Pasé a la sala. El abuelo estaba allí, solo, mirando por la ventana. No parecía haber oído el timbre de la puerta ni mi conversación con Lucinda. Como mi primera tarde en aquella casa, pude mirarle sin que él me viera: el perfil limpio recortado en la tarde de otoño, el cabello blanco, las manos nudosas y los ojos fijos en quién sabe qué, como si estuviese esperando algo. O quizá como si pensase que no había nada que esperar, puesto que todas las cosas ya habían sucedido. Así que esto es la vejez, pensé.

– Hola, Silvio…

Apartó la vista de la ventana, y la forma en que me miró hizo que entendiese hasta qué punto había sido implacable con él la otra tarde al marcharme de aquel modo.

– Cecilia, hija…

Se me llenaron los ojos de lágrimas. Me acerqué a Silvio y le di un breve abrazo cuando se levantó a saludarme. Olía a loción de afeitado y a jabón de La Toja.
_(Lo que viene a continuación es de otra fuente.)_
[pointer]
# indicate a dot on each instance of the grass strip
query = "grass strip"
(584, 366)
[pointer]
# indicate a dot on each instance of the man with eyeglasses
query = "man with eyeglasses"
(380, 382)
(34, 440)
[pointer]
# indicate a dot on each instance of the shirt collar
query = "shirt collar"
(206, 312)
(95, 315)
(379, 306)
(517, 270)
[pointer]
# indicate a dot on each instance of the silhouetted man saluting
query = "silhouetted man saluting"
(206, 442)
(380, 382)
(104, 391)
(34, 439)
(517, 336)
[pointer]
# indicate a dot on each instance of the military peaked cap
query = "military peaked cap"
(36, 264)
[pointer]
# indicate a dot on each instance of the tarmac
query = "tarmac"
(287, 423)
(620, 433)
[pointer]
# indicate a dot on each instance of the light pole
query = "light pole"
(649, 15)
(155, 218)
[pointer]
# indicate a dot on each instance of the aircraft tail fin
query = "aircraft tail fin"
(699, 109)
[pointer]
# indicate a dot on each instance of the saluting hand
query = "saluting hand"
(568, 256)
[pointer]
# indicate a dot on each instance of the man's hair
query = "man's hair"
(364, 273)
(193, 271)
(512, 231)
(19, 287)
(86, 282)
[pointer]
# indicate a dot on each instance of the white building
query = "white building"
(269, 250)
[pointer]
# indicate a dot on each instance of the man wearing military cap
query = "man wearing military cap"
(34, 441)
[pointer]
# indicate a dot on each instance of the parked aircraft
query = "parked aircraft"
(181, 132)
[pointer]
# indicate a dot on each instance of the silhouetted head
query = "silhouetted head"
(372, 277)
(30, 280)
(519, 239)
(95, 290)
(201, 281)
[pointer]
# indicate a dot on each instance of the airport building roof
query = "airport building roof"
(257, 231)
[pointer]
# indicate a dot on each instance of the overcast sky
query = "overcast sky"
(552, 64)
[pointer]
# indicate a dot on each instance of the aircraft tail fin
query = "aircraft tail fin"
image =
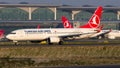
(2, 34)
(66, 22)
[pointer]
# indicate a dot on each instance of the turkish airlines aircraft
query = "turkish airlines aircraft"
(51, 35)
(54, 35)
(94, 21)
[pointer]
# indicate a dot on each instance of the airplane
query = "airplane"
(94, 21)
(51, 35)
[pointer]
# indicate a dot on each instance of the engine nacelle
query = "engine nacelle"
(54, 39)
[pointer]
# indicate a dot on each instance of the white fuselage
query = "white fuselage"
(41, 34)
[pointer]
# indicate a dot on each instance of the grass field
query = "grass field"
(65, 55)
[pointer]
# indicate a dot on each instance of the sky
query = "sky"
(68, 2)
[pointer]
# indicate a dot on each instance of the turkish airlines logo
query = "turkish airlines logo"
(95, 21)
(66, 24)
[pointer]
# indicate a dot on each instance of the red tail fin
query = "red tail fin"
(66, 23)
(94, 20)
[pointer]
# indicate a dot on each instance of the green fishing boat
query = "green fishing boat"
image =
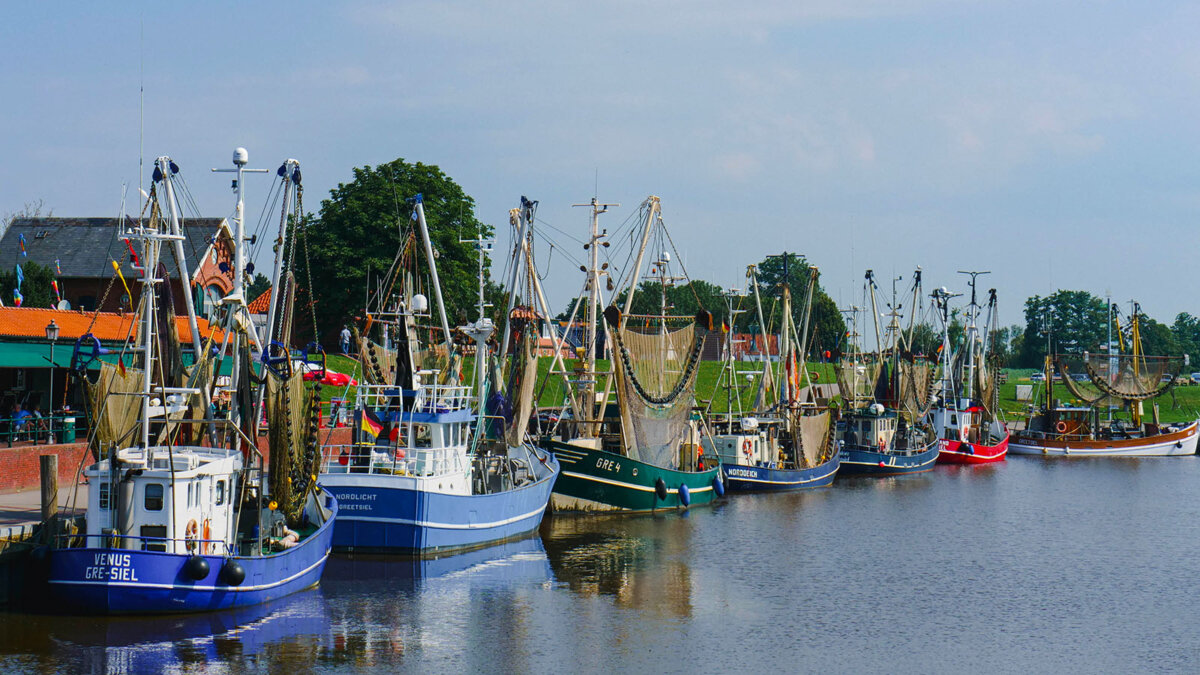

– Pensé que no ibas a volver.

– Qué tontería…

– Pero siéntate. Lucinda traerá el té enseguida. ¿Hace frío en la calle? ¿Quieres que subamos la calefacción?

No sabía si me merecía todos aquellos mimos, pero los acepté de buen grado. Lucinda apareció con la bandeja de la merienda y, por primera vez desde que la conocía, me dirigió una sonrisa que quise entender como cómplice. Ella nos sirvió el té y el bizcocho, y se retiró igual que siempre, en su particular silencio, como si se hubiese desvanecido en el aire.

– Cecilia… hay algo que quiero explicarte. Es por lo del otro día…

Yo no necesitaba aclaraciones. Sólo quería olvidar lo que había pasado y mi lamentable comportamiento. Las excusas de Silvio no harían sino avergonzarme todavía más, y ya me encontraba suficientemente arrepentida tras haber sacado los pies del tiesto.

– En realidad, soy yo la que tiene que explicarse -le dije-. No debí haber reaccionado de esa forma… Había tenido un día horrible, ¿sabe? Y supongo que…

Silvio me interrumpió.

– No, eso es igual. Pero me gustaría que entendieses a qué me refería cuando dije que quizá era mejor que las cosas hubieran sucedido así con tu madre.

– Le aseguro que no es necesario.

Silvio se pasó la mano por los ojos.

– Pues yo creo que sí. Dame unos minutos, ¿de acuerdo? -Desvió la vista y, apoyando la espalda en el sillón, volvió a mirar por la ventana-. Verás, mi mujer… la abuela de Elena… también murió de cáncer.

– No lo sabía. Lo siento mucho. -Era una frase torpe. Elena debía haberme advertido de aquella coincidencia.

– Sucedió hace tiempo, antes de que Elena naciera. Carmen estuvo enferma durante casi doce años. A ella le diagnosticaron el tumor en una exploración de rutina. Carmina era muy joven y no reaccionó bien cuando supo lo que le ocurría a su madre. Ya sabes lo que viene en cuanto te dicen que tienes cáncer: quimioterapia, bomba de cobalto, la incertidumbre de las revisiones… Mi hija no estaba preparada para lo que se nos vino encima. Y se hundió. No puedo explicarte el daño que aquello le causó a Carmen. Creo que el ver así a su hija fue para ella mucho peor que el propio cáncer. Carmina adoraba a su madre. Intentaba ayudarla, pero, sencillamente, era incapaz. Le faltaban años, experiencia, sentido común, fortaleza, todo. Esas son cosas que uno aprende poco a poco, y ella tuvo que asumirlas de un solo golpe en mitad de su paso a la edad adulta. Lo llevó muy mal. Mucho peor que Carmen su enfermedad. Después, cuando ella murió, a Carmina le costó mucho superar la convicción de que había sido incapaz de ayudar a su madre.